As you will discover the abundance of birds that the island will offer you, the 1864 lighthouse is definitely worth a visit. This white, cast iron-made lighthouse is the oldest and most well-maintained in New Zealand. Visitors are welcome to see stunning and panoramic views of the island. Before you embark on your journey to this island, you are advised to bring your own food and beverages as there are no cafes and restaurants.
Tiritiri Matangi Island
Address: Army Bay, Whangaparaoa
Opening Hours: 9am - 6pm. Closed on public holidays
Access: From Gulf Harbour Marina, take the 360 Discovery Cruise, departing from Pier Z, towards Tiritiri Matangi Island. The first ferry departs at 9:50am and the journey time is 20 minutes. It is 55 NZD (40 USD) for Adult return and 32 NZD (23 USD) for Child return. You can choose the guided walk with it, but additional payments are required.
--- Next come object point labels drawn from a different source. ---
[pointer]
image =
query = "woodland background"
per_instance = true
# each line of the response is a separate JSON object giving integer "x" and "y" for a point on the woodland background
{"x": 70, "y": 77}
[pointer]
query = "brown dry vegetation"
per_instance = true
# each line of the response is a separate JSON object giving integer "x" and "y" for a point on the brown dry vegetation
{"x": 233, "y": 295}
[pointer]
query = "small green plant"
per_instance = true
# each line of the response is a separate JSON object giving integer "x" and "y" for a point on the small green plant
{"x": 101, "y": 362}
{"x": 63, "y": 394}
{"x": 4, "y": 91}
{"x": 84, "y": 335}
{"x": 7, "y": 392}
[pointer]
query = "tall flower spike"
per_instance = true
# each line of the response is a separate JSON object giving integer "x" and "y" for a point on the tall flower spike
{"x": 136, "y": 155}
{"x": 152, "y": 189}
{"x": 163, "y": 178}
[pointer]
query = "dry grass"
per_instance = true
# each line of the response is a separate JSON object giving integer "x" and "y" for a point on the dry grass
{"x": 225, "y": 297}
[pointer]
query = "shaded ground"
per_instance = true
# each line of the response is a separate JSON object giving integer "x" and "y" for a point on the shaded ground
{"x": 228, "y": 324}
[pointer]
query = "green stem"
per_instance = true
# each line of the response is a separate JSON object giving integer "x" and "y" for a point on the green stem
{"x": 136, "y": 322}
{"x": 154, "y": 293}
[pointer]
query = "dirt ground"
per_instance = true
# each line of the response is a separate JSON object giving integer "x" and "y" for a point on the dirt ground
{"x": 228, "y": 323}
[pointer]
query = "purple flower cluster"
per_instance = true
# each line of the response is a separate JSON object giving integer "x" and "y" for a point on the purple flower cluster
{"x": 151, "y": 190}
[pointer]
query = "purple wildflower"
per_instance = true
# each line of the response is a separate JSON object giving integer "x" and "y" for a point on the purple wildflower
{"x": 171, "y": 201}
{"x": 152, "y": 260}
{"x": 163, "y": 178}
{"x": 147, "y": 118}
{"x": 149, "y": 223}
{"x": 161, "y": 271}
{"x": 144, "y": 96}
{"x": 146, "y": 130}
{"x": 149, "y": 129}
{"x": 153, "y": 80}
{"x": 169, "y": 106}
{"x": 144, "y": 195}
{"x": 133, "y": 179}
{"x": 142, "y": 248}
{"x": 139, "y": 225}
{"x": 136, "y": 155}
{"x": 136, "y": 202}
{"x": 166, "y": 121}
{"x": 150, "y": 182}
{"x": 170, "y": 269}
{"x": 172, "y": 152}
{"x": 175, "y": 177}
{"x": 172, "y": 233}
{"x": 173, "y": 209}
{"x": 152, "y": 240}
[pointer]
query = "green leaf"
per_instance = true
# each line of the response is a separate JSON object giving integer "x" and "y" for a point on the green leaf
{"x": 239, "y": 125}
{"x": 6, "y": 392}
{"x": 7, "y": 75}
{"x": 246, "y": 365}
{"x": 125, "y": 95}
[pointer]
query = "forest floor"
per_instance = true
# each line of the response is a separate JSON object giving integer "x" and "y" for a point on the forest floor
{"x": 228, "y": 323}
Book Now: 360 Discovery Cruise
Website: Tiritiri Matangi Island
5. Go sight seeing from Arthur's Pass National Park
Nature lovers and adventure seekers are like this one’s for you. Arthur’s Pass National Park is on the eastern side of New Zealand and is one of the most beautiful mountain views to come to see first hand when traveling to Whangaparaoa. This stunning 2,000 m (6,561 ft) summit also extends to bridges, viaducts, rock shelters, and waterfalls thanks to strategic civil engineering, giving visitors, even more, convenience and accessibility. Arthur’s Pass is best for short and long walks, skiing, mountaineering, while walking on village tracks and routes are commonly what people come to Arthur’s Pass for, it’s recommended to only do so during good weather conditions. Go on a nature stroll and snap a stunning shot of Arthur’s Pass to grace your Instagram feed with one of New Zealand’s finest sites.
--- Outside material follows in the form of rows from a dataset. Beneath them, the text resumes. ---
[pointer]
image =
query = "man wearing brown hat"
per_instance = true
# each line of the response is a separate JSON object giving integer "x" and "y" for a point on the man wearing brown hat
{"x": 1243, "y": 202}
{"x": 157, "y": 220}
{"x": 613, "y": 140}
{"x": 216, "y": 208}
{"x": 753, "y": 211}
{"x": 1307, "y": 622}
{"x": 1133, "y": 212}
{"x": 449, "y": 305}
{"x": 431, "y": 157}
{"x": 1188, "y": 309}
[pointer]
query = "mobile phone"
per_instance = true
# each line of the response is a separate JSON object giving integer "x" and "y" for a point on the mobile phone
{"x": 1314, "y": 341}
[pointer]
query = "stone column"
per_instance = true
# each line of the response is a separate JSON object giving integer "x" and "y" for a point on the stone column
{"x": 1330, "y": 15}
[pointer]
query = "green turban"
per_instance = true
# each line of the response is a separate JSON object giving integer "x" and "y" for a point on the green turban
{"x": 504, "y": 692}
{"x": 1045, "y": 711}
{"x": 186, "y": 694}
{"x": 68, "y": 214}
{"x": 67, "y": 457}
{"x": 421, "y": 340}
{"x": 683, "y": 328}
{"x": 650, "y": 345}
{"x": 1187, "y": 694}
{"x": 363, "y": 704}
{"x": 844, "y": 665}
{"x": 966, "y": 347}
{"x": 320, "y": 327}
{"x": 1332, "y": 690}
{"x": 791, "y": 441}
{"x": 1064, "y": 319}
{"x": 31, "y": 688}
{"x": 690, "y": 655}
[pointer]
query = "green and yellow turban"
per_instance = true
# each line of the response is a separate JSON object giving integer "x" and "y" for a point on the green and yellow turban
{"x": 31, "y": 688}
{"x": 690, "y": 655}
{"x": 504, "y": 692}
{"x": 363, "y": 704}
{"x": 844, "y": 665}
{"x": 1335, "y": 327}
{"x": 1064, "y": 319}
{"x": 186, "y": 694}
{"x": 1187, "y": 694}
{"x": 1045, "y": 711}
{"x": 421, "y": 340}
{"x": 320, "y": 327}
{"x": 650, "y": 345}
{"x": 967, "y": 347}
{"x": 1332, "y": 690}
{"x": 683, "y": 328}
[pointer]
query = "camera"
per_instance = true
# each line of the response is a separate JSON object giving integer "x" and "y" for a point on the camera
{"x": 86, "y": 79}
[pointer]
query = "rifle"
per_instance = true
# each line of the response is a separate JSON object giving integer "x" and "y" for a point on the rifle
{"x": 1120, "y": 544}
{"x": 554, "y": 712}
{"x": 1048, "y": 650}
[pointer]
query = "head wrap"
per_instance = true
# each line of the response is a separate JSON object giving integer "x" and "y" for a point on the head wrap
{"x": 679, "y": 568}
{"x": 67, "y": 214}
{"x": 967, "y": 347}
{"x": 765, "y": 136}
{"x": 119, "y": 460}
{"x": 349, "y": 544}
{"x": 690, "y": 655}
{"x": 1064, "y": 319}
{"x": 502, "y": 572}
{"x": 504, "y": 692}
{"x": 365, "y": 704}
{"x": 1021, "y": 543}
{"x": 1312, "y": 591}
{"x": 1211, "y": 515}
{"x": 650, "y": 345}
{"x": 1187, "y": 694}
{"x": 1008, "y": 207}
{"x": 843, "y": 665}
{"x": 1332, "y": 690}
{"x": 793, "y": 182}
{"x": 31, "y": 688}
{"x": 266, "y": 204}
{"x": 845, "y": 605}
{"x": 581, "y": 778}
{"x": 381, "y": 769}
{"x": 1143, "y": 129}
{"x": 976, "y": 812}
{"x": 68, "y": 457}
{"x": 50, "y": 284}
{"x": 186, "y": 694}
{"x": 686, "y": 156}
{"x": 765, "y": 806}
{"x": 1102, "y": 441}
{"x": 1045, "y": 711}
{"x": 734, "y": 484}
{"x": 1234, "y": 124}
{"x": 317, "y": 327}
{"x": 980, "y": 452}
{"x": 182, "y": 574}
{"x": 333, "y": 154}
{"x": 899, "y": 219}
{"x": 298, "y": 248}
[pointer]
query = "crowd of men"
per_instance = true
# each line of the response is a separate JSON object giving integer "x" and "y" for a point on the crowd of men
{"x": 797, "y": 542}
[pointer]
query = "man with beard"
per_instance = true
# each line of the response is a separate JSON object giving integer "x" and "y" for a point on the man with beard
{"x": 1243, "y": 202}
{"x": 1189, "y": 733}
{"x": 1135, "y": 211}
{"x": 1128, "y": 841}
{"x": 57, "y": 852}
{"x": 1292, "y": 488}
Arthur's Pass National Park
Address: Arthur’s Pass, 7875 New Zealand
Website: Arthur’s Pass National Park
Opening hours: 24/7, Sundays to Mondays
6. Go for a swim at the quiet beach of Matakatia Bay
Whangaparaoais a great place for families who travel together and spending time on the beach for a relaxing time during vacation can sometimes be tricky when traveling with kids. However, one of Whangaparaoais’ beaches, Matakatia Bay is an ideal beach for children as it has shallow waters with less boating and jet skiing activities taking place close to the shore. Spend a great day relaxing at Matakatia Bay and be in one with the waves as you wait for the sun to set; a stunning view to end a spectacular day at the beach.
Swimming at Matakatia Bay
Address: Whangaparaoa, Auckland 0930, New Zealand
Opening hours: 24/7 Sundays to Mondays
Whangaparaoa's nature awaits you
New Zealand’s role in wildlife conservation has gone beyond its comfort zone to provide refuge to the most endangered bird species and to educate their citizens about protecting their animals. Whangaparaoa may be known for its whales and dolphins throughout its existence, but very recently, birds have been prominent as well. Thanks to the wildlife conservationists here, locals are working together towards the greater good, to increase an awareness for future generations about the importance of biodiversity in our Earth’s ecosystem.